President Joe Biden stressed in an op-ed in The New York Times that NATO does not seek a war with Russia, nor Putin’s downfall.
He also emphasized that he will not lean on Ukraine to trade territory for peace. Some experts believe Putin might be persuaded to end the war if he can keep Crimea and a slice of Southeastern Ukraine. Others call this appeasement: give Putin a finger and he will take your whole hand.
Ukrainians cross the Dnieper
Ukraine’s priority is recapturing the territory Russia has gained since February. The focus is on the city and region around Kherson, a provincial capital on the mouth of the River Dnieper west of Crimea. Kherson must be retaken to forestall a Russian attack on Odessa, which could cut Ukraine off from the Black Sea.
The next step would be pushing the Russians back into the Donbas, the region they have held since 2014.
For that, Breedlove and Clark argue, the Ukrainians need short- and medium-range artillery and missiles, which Biden has been willing to give.
In June, the United States sent eighteen heavy howitzers and sixteen so-called High Mobility Artillery Rocket Systems to Ukraine, which can be equipped with either six rockets that have a range of about 60 miles each or one missile with a range of 190 miles, which is almost the distance from the Dnieper to the Russian border. The Pentagon says it is only giving the Ukrainians the short-range rockets.

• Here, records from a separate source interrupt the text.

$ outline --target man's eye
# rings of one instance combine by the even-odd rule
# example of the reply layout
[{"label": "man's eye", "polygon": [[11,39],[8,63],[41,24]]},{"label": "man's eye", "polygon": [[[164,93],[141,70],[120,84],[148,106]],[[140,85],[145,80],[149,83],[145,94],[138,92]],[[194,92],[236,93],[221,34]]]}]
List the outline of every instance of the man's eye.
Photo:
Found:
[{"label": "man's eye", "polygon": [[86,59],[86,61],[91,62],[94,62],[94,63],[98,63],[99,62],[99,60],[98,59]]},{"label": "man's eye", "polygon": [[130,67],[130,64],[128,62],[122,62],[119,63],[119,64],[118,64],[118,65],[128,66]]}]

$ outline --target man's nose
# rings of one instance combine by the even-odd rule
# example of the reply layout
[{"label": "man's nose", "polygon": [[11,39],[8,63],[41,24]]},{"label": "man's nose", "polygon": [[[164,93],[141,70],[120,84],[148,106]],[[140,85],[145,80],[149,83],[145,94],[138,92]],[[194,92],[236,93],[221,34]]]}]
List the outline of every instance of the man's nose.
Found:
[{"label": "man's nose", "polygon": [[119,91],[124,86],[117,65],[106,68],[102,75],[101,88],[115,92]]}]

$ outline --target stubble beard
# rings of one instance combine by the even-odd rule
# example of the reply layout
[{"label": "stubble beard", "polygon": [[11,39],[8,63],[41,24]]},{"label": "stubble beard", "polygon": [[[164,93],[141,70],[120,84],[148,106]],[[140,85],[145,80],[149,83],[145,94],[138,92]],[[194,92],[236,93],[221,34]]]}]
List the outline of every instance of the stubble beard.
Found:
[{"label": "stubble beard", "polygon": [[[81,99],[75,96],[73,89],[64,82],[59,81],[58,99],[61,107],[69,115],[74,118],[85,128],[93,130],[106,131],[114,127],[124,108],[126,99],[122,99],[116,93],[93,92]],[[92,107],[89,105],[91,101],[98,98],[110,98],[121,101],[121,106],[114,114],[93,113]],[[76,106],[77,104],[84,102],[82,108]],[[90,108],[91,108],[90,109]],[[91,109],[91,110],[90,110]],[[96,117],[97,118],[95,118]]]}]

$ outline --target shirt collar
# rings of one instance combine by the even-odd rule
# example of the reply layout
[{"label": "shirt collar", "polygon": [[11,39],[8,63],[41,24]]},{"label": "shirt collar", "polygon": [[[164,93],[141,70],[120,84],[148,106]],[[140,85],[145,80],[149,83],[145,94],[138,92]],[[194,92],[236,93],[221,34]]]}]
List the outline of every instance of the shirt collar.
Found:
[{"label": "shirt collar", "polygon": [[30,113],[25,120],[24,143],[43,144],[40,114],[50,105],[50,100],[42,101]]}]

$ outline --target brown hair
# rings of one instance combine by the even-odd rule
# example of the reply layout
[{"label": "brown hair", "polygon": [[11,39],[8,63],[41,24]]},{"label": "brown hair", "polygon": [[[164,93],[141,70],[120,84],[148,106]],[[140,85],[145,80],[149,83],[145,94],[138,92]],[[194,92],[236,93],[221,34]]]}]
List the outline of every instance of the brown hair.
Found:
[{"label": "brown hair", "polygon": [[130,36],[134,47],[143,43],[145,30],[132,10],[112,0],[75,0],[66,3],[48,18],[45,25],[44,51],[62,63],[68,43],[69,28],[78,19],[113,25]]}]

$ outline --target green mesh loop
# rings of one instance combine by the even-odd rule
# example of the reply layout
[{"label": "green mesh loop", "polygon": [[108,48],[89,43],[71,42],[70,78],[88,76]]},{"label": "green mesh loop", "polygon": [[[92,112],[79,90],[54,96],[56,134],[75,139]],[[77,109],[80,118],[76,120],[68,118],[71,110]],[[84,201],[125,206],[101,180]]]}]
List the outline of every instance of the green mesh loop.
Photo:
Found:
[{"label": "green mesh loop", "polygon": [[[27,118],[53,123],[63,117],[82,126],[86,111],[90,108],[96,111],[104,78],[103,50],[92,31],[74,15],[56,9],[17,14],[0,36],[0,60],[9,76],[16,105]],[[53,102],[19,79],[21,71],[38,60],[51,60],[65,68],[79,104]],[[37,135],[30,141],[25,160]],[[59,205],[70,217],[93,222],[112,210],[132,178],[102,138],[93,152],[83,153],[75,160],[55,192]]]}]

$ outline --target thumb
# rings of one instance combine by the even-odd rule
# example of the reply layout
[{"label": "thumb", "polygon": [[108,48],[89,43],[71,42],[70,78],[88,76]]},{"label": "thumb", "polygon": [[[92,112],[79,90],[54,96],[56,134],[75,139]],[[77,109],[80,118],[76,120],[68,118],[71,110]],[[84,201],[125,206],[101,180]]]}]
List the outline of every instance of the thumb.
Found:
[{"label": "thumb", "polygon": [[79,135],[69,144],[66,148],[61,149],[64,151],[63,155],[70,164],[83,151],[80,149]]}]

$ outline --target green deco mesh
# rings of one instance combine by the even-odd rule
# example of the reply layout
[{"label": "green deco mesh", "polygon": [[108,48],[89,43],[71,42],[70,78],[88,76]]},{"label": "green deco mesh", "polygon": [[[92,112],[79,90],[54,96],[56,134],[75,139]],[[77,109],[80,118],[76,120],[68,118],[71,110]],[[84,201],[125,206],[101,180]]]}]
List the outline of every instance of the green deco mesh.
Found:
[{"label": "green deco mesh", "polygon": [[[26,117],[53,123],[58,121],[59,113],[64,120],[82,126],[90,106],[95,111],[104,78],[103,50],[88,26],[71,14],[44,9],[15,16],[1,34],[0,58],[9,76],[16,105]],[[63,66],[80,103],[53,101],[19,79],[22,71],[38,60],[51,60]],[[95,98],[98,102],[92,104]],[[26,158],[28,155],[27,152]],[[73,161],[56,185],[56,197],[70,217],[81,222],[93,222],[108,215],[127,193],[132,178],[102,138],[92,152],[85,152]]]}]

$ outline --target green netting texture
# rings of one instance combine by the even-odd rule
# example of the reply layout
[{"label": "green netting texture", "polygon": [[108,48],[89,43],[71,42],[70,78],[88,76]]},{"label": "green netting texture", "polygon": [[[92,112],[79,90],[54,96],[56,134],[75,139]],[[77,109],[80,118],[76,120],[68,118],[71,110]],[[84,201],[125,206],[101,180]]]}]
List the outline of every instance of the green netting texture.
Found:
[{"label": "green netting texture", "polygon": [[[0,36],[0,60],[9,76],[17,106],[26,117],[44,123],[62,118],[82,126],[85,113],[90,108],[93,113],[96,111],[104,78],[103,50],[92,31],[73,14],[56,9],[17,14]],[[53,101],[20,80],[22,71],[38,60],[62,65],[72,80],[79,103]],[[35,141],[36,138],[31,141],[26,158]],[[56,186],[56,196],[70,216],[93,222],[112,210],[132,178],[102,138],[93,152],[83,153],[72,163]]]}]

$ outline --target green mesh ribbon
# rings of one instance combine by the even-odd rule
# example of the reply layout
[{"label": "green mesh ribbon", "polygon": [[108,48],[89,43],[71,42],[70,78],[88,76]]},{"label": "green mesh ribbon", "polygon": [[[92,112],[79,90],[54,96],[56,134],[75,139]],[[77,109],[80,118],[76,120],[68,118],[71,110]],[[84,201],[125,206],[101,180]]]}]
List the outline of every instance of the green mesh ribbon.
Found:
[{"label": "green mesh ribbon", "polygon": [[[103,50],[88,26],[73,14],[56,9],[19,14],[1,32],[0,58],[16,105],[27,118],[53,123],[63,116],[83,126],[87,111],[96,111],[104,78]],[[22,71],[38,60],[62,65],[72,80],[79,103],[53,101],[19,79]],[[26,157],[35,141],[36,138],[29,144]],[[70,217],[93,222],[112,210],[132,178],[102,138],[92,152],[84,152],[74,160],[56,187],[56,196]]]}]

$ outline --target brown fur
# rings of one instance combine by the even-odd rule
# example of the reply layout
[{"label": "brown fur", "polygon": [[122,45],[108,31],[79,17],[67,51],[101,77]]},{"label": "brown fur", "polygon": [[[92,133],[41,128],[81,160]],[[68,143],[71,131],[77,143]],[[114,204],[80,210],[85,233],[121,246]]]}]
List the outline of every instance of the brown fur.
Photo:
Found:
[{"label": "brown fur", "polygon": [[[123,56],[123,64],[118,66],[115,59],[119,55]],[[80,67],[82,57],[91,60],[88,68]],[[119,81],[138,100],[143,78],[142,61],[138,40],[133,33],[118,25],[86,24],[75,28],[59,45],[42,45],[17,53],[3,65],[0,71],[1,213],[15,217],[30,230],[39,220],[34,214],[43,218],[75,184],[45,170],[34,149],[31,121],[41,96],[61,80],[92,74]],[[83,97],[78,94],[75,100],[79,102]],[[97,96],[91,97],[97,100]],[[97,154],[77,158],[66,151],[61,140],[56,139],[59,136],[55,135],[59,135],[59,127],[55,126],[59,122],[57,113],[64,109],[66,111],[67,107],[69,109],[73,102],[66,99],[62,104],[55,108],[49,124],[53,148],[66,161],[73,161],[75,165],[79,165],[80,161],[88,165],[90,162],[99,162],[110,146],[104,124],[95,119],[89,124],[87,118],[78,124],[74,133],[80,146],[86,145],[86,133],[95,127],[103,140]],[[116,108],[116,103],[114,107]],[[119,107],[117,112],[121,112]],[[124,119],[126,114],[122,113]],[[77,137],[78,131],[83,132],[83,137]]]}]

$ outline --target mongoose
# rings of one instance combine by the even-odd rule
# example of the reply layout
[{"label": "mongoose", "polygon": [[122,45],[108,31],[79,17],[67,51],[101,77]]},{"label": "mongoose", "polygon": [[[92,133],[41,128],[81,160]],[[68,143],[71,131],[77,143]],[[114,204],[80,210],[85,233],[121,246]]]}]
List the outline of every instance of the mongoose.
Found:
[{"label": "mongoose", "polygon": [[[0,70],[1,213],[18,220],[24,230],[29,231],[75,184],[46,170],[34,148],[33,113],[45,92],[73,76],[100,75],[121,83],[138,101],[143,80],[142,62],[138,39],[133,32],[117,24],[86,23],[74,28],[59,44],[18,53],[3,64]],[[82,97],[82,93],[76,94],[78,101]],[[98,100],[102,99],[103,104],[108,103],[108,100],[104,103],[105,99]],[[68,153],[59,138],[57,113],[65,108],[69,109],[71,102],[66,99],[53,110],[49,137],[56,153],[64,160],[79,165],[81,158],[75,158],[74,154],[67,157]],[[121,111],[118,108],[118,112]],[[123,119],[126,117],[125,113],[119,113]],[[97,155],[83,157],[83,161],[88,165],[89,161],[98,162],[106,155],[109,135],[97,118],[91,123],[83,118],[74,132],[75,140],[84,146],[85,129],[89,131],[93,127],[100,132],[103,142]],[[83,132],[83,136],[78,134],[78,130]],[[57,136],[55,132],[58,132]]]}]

Dutch are running low on supplies
The heaviest weapons provided by European countries are the self-propelled Panzerhaubitze 2000, made in Germany. They have a firing range of about 40 miles. The Germans are gifting ten, the Italians five, the Dutch probably eight. (The government will not confirm the number.)
Ukraine is waiting for an automated German air defense system that uses IRIS-T missiles to shoot down enemy aircraft and missiles. Five Gepard anti-aircraft tanks have arrived so far. Germany has promised to send fifteen. It has refused to share its state-of-the-art Leopard 2 tank.
The Baltic states and Poland have paid the most relative to the size of their economies. Italy is among the least generous countries. The Dutch contribution is average with almost half a billion euros in support, of which €172 million are weapons.
Prime Minister Mark Rutte told reporters during a visit to Kiev last month that there’s not a lot more his country can do: “We’ll have gone through our own supplies at some point.”